DAS components over time in relation to SDFR
Analyses were repeated for the individual DAS components. RA patients achieving SDFR had a statistically significant stronger decline in SJC, TJC, and ESR within the first 4 months, compared to RA patients who did not achieve SDFR (p < 0.001) (Fig. 2, supplementary Table S5). Course of VAS did not significantly differ between both groups.
Stratification for ACPA
In ACPA-negative RA patients, 31.8% (127/400) achieved SDFR within 7 years, after a median 3.2 years of follow-up (IQR, 1.7–4.5 years). LMM analysis in ACPA-negative RA showed that patients achieving SDFR had a stronger decline in DAS within the first 4 months; − 1.73 units (95%CI; -2.18, -1.28) versus − 1.07 units (95%CI; − 1.23, − 0.90) (p < 0.001) (Fig. 1, supplementary Table S4). In the interval from 4 to 12 months, the non-SDFR group showed a slightly stronger decline, suggestive of a delayed DAS response compared to the SDFR group.
ACPA-positive RA patients achieved SDFR in 4.3% (15/348), median 3.3 years after diagnosis (IQR, 1.9–4.8 years). In ACPA-positive RA, both groups showed a decline in DAS within the first 4 months (Fig. 2), but this decline was not stronger in the SDFR group; − 0.88 units (95%CI, − 1.03, − 0.73) versus − 0.96 units (95%CI; − 1.76, − 0.15). Later time intervals did not show large differences (supplementary Table S4). Notably, SDFR prevalence in the ACPA-positive RA group was low, which might have limited the power to detect differences in ACPA-positive patients achieving SDFR.
Early DAS response as a predictor for achieving SDFR
Subsequently, we explored whether DAS levels at 4 months can be used to predict SDFR development within 7 years. In uni- and multivariable logistic regression analysis in ACPA-negative RA (n = 171), a stronger decrease in DAS between baseline and 4 months (ΔDAS0–4m), i.e., a more negative ΔDAS0–4m, was associated with an increased chance of SDFR development. Inversely, a smaller decline in DAS decreased the chance of SDFR: OR0.58 (95%CI; 0.42–0.80) for one point less decline in DAS (Table 2, supplementary Table S6).

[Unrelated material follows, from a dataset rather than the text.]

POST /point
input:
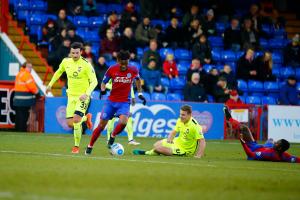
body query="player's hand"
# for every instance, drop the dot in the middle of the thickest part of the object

Since DAS at one time point is more practical for use in clinical practice than a DAS change over time, absolute DAS levels at 4 months (DAS4 months) were studied, and included in the model instead of ΔDAS0–4m. In ACPA-negative RA patients, absolute DAS4 months was predictive for SDFR development, OR0.44 (95%CI, 0.29–0.68), in a model that included baseline DAS (this analysis still mimicked ΔDAS0–4 m), and also in a model without baseline DAS, OR0.51 (95%CI, 0.35–0.75) (Table 2, supplementary Table S6). Thus, ΔDAS0–4m and DAS4 months were equally predictive for SDFR development.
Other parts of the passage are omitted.